In quel momento, io non vedo solo un corridoio. Vedo un furto. Un furto di metri quadri perpetrato ai danni di chi quella casa la vive ogni giorno.

Il peso del passato sulle case di oggi

Dobbiamo dircelo chiaramente: la distribuzione interna di molte case romane è figlia di un’epoca che non esiste più. Erano gli anni in cui la casa doveva essere “compartimentata” per necessità sociali: la cucina era un laboratorio separato, il salone era la zona di rappresentanza intonsa da mostrare agli ospiti, e il corridoio era il filtro necessario per mantenere una privacy quasi ossessiva tra i vari ambienti.

Oggi viviamo in modo diverso. Lavoriamo da casa, cuciniamo mentre parliamo con gli amici, cerchiamo la luce naturale come un bene prezioso per il nostro benessere psicofisico. Eppure, restiamo prigionieri di quegli 8, 10, a volte 15 metri quadri di corridoio che servono solo a collegare una porta all’altra, rubando respiro a tutto il resto.

La matematica del valore (che molti ignorano)

Facciamo un calcolo rapido, di quelli che piacciono a me, perché l’architettura è anche numeri. A Roma, in una zona semicentrale come il quartiere Marconi, il valore al metro quadro oscilla tranquillamente tra i 3.500€ e i 4.500€. Un corridoio di 10 metri quadri significa che state pagando circa 40.000€ di mutuo per uno spazio che usate solo per camminare.

È qui che interviene il progetto. Il mio lavoro come architetto non è “abbattere muri” tanto per fare polvere o seguire una moda. È liberare quel capitale spaziale. Recuperare anche solo il 60% di un corridoio significa trasformare una casa “normale” in una casa “premium”. Significa far apparire quel secondo bagno che sembrava impossibile, creare una cabina armadio che svuota le camere da ingombranti armadiature, o semplicemente regalare al soggiorno quel respiro che lo trasforma nel vero cuore pulsante della casa.

Perché il “fai da te” è pericoloso

Molti pensano che basti eliminare un tramezzo per risolvere il problema.
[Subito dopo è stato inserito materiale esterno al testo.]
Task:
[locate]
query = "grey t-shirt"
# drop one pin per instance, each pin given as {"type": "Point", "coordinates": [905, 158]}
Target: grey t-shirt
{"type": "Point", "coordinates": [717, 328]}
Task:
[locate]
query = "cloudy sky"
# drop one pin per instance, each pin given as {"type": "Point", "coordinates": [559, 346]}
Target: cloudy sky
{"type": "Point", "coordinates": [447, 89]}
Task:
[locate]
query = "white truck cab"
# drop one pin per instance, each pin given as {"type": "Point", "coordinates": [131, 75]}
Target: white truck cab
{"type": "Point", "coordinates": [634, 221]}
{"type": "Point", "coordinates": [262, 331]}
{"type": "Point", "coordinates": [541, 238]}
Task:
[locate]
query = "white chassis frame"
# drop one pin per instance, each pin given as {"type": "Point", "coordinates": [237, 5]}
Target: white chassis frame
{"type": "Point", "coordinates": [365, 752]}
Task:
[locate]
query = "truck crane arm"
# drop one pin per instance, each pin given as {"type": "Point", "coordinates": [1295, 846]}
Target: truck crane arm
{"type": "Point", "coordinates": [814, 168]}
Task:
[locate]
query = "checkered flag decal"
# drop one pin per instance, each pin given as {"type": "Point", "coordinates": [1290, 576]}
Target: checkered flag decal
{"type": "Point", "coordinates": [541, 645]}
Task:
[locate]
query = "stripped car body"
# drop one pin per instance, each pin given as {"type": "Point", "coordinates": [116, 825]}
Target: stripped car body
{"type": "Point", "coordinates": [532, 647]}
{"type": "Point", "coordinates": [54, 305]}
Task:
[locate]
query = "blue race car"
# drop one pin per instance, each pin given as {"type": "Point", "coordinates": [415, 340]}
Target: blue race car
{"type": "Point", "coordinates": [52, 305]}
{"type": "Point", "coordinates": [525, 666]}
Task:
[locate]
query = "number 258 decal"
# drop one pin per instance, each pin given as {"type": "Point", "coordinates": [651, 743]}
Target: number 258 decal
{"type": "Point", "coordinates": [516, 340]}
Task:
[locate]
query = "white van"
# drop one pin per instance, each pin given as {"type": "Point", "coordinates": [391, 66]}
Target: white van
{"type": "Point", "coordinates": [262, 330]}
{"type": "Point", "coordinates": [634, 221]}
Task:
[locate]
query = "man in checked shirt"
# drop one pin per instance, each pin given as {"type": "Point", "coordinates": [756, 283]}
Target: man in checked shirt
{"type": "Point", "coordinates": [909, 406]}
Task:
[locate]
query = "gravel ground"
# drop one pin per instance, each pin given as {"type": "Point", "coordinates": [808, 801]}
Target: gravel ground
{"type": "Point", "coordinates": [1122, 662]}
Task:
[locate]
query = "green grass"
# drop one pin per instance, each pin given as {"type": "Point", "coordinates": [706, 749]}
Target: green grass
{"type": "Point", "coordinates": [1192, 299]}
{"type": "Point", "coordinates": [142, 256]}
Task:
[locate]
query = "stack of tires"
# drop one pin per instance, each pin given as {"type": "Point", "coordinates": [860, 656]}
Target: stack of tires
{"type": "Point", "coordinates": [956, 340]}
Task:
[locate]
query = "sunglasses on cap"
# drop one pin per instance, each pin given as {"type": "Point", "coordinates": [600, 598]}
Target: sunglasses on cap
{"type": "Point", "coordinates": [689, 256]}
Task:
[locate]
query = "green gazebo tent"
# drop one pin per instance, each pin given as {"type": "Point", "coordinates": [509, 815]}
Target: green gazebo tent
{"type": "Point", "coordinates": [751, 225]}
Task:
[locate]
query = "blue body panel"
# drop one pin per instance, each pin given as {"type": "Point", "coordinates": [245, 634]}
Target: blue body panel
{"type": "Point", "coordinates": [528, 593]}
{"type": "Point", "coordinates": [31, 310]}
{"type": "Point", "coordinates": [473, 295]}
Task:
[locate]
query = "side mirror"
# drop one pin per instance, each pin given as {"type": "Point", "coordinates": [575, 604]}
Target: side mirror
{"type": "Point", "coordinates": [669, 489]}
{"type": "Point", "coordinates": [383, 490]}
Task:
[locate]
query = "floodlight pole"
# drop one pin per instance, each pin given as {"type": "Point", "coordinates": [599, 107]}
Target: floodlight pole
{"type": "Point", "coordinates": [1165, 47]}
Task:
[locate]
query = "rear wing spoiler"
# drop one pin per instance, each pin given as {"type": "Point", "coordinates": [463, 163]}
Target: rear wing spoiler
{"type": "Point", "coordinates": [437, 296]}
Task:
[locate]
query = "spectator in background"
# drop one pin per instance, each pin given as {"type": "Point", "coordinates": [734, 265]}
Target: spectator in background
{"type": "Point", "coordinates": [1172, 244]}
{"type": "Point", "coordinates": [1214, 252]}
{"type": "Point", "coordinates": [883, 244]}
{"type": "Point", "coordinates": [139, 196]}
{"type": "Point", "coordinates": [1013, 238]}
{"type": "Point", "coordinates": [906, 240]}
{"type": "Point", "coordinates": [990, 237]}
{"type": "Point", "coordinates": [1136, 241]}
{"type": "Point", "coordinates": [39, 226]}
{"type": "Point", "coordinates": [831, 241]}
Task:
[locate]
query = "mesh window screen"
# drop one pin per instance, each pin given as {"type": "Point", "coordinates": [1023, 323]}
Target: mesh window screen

Ma un corridoio nasconde spesso insidie tecniche: colonne di scarico, pilastri portanti, canne fumarie o cavi elettrici che attraversano l’appartamento come arterie. Senza una visione d’insieme e una direzione lavori competente, il rischio è di trovarsi con un open space che sembra un magazzino, privo di gerarchia, di acustica e di senso.

La sfida progettuale è ridistribuire i flussi. Non si tratta solo di demolire, ma di ri-immaginare. Dove c’era un passaggio buio, oggi può esserci una libreria passante, un angolo smart-working integrato o un sistema di armadi a muro che scompare nelle pareti, rendendo ogni centimetro utile.

Conclusione: la casa deve lavorare per voi

Il vostro immobile deve adattarsi alla vostra vita attuale, non a quella di cinquant’anni fa. Se ogni volta che camminate lungo il vostro corridoio sentite che manca qualcosa, probabilmente avete ragione. Quello spazio è vostro, l’avete pagato, ed è ora che inizi a rendervi qualcosa in termini di benessere e valore reale.

La prossima volta che guardate quella parete lunga e scura, non chiamatela più corridoio. Chiamatelo “potenziale sprecato”. E poi, chiamate un professionista che sappia come restituirvelo.